Mr Gormley appointed senior counsel and qualified accountant John Hennessy to carry out an independent report in relation to the various risks and implications of the proposed incinerator to be located on the Poolbeg peninsula.
Mr Hennessy will assess the financial risks should Dublin City Council and the three other Dublin local authorities be unable to meet the volumes of waste committed to in the ‘put-or-pay’ clause of the contract.
Minister Gormley said: “There have been a wide range of claims regarding this project, its financial viability, and the financial consequences of either proceeding with or abandoning it. I believe a proper and full independent examination by a qualified expert is required to bring clarity to these issues.”
Meanwhile, the Irish Waste Management Association (IWMA) has described the latest waste report by the Economic and Social Research Institute (ESRI) as seriously flawed.
The IWMA said that both the report, titled Further Issues in Municipal Waste Management Policy in Ireland, and its predecessor, An Economic Approach to Waste Management Policy in Ireland, should be withdrawn so that a comprehensive re-examination of all data used, projections made and conclusions drawn can be undertaken.
The association said error, poor judgement and ill-informed prediction characterise both recent ESRI reports on waste management.
Conor Walsh, technical director of SLR Consulting, which produced the IWMA commissioned Dublin Region Thermal Treatment Needs Assessment, said the ESRI is "still continuing to make conclusions regarding waste generation and treatment options which are, quite simply, based on a poor understanding of the waste management sector.
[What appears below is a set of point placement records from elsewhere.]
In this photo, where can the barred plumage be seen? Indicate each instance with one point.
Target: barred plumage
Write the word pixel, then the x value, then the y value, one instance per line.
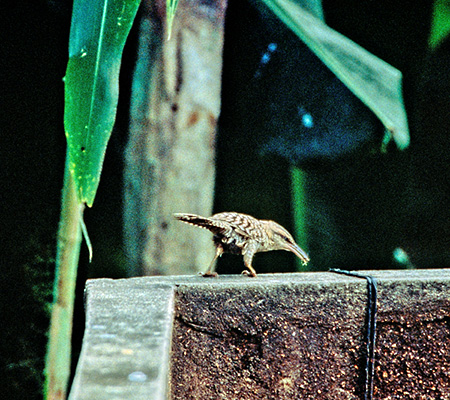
pixel 245 235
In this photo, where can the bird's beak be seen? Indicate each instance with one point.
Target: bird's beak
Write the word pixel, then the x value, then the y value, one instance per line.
pixel 299 252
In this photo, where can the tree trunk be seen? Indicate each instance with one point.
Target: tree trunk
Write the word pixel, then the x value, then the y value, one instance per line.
pixel 170 156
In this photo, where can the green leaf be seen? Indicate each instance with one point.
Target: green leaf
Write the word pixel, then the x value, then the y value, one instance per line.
pixel 440 25
pixel 98 33
pixel 171 8
pixel 376 83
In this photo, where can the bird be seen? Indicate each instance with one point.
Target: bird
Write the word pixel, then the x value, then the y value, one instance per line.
pixel 244 235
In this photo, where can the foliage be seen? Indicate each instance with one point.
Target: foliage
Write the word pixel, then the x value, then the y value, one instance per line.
pixel 97 37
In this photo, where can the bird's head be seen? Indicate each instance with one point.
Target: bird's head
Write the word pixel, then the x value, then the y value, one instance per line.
pixel 282 240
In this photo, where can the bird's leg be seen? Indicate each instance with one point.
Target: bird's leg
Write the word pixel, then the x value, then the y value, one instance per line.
pixel 210 273
pixel 249 252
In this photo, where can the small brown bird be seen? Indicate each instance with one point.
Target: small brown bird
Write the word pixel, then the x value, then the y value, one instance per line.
pixel 244 235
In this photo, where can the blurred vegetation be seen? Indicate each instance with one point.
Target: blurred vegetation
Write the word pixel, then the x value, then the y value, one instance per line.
pixel 404 196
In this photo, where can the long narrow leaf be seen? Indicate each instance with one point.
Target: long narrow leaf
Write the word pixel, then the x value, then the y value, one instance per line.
pixel 98 33
pixel 171 8
pixel 376 83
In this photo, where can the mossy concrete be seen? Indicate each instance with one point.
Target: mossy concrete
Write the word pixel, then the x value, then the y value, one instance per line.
pixel 278 336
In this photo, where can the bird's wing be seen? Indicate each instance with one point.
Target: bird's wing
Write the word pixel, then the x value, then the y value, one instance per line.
pixel 243 224
pixel 216 226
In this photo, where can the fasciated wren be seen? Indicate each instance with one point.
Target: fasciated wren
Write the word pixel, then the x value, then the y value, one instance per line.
pixel 244 235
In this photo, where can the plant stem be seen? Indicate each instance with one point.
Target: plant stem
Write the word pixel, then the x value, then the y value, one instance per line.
pixel 58 362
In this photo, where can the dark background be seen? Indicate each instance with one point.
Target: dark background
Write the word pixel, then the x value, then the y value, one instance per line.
pixel 360 205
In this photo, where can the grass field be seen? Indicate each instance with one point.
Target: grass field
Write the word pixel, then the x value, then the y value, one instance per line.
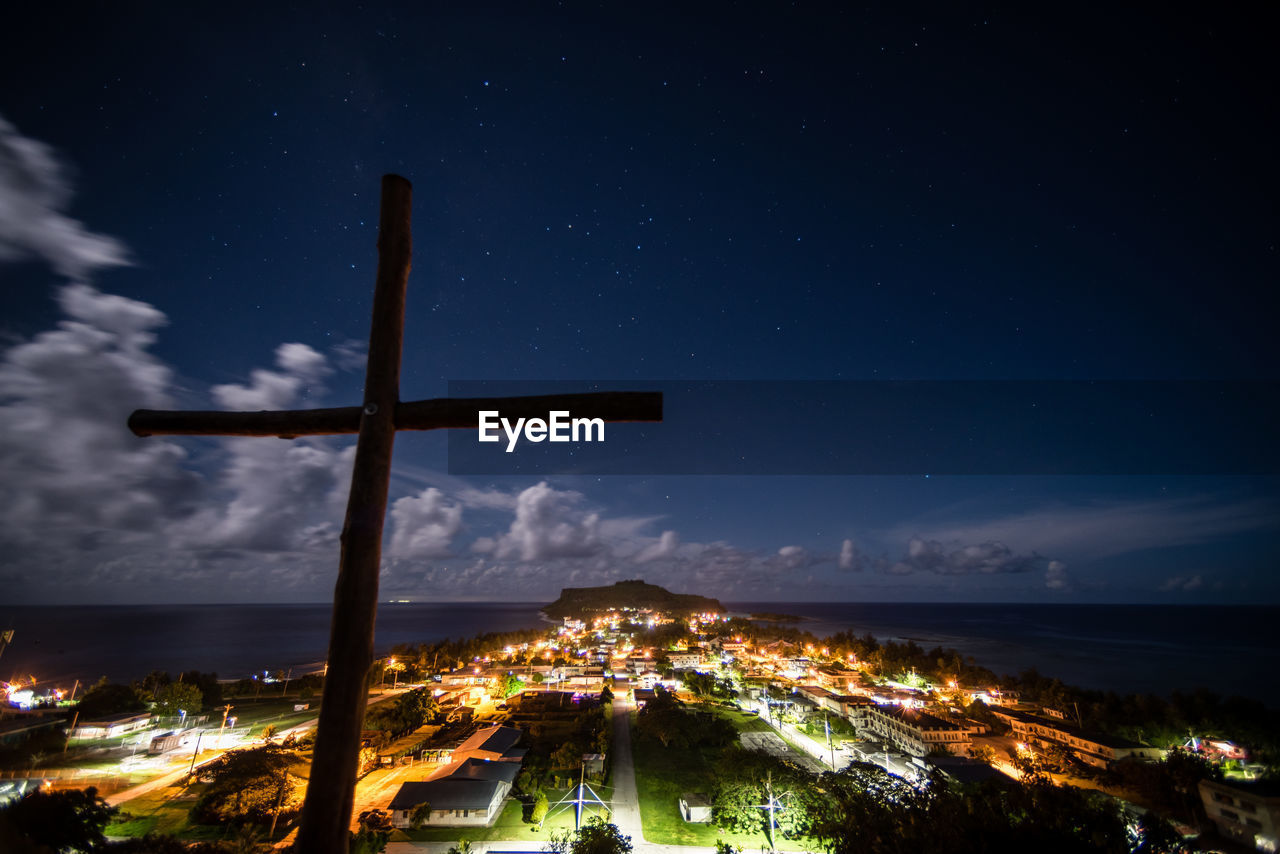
pixel 663 775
“For example, the ESRI is still ignoring projections regarding waste prevention. The ESRI’s analysis of collection and treatment options for the Dublin Region fails to recognise existing policy on organic waste collection and also fails to recognise any future treatment capacity other than the Poolbeg Incinerator. And, in waste terms, the ESRI data also seems to be predicting a bigger boom from 2012 than during the ‘Celtic Tiger’ of recent years," he added.
The ESRI yesterday defended the report, described by Mr Gormley as deficient, misleading and not based on the facts, and said it was irrelevant whether or not it pleased the Minister.
The ESRI report, commissioned by Dublin City Council, supported the case for the construction of the Poolbeg incinerator. Moreover, it found Mr Gormley’s policies aimed at diverting waste from incineration had “no underlying rationale” and were likely to impose “needless costs on the economy”.
It criticised the Eunomia review, as “severely flawed”. It noted the review must be “considered a failure” in terms of “setting residual waste levies, per capita targets for reduction in residual waste and guidance on the appropriate mix of waste technologies”.